日中緊張関係、米中や中国内の不安定化も背景に
——台湾有事を巡る高市首相の発言を発端に日本と中国の緊張関係が続いています。改めて今、日本企業が注視すべきことは何でしょうか。
羽生田慶介・オウルズコンサルティンググループCEO(以下、敬称略):中国は国内経済が不安定になったり、共産党政権への不満が高まったりすると、外国を敵視することで国民の関心をそらす傾向があることは、まず念頭に置いておくべきでしょう。
さらに、米中関係の状態によって日本と中国の距離感も変わるという点を理解しておく必要があります。
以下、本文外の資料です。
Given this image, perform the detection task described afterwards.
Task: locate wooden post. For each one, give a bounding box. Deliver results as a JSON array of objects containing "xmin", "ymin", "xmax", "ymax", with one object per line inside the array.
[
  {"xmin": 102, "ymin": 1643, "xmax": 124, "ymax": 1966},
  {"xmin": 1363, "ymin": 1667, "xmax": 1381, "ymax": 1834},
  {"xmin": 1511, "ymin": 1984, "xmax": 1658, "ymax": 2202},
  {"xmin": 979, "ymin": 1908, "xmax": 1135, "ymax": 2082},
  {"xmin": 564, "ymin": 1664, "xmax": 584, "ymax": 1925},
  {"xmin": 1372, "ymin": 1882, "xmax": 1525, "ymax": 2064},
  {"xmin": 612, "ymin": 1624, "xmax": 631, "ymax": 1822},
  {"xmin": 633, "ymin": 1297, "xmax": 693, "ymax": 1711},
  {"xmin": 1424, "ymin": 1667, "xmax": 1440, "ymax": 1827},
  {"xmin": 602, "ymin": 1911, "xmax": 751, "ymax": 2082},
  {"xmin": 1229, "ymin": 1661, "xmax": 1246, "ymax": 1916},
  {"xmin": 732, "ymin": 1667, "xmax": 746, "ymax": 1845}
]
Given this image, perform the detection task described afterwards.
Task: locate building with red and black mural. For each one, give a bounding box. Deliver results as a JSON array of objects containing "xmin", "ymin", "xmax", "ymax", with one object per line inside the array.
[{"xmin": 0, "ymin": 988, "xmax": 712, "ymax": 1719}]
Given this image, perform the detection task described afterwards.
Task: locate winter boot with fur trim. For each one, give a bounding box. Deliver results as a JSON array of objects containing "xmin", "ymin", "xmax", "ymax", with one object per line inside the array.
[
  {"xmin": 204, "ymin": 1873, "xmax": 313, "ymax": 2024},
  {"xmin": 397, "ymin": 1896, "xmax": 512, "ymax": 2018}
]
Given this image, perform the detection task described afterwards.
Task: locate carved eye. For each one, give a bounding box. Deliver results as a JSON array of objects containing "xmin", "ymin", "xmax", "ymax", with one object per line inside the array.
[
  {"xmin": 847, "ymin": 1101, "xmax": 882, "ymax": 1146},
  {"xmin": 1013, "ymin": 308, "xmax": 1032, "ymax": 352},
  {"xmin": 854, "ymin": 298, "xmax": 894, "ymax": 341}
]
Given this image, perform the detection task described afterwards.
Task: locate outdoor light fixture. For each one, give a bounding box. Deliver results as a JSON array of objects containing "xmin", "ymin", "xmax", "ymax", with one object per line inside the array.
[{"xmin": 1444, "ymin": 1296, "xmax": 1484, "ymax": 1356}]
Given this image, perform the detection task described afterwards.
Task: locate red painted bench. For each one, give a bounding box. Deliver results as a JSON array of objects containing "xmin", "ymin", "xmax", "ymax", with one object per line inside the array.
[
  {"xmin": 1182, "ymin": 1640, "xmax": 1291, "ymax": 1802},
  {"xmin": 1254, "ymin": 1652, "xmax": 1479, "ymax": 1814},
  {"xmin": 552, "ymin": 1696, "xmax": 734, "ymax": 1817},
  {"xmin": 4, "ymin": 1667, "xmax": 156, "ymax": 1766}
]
例えば現在の習近平氏とトランプ大統領の関係は個人レベルでは良好で、一定の敬意を持って接しています。こうした時期は、中国に余裕が生まれ、日本に対して強い姿勢を取りやすくなる傾向があります。今回の日中の緊張関係にも米中関係が影響している側面はあります。
そうした上で、短期・中長期で考えられる対中リスクを整理しましょう。短期的には見せしめのような日本人駐在員の拘束といったリスクがあります。中長期的には中国がチョークポイントを握るレアアースの禁輸リスク、さらには中国の過剰生産・大量輸出という構造的な問題があります。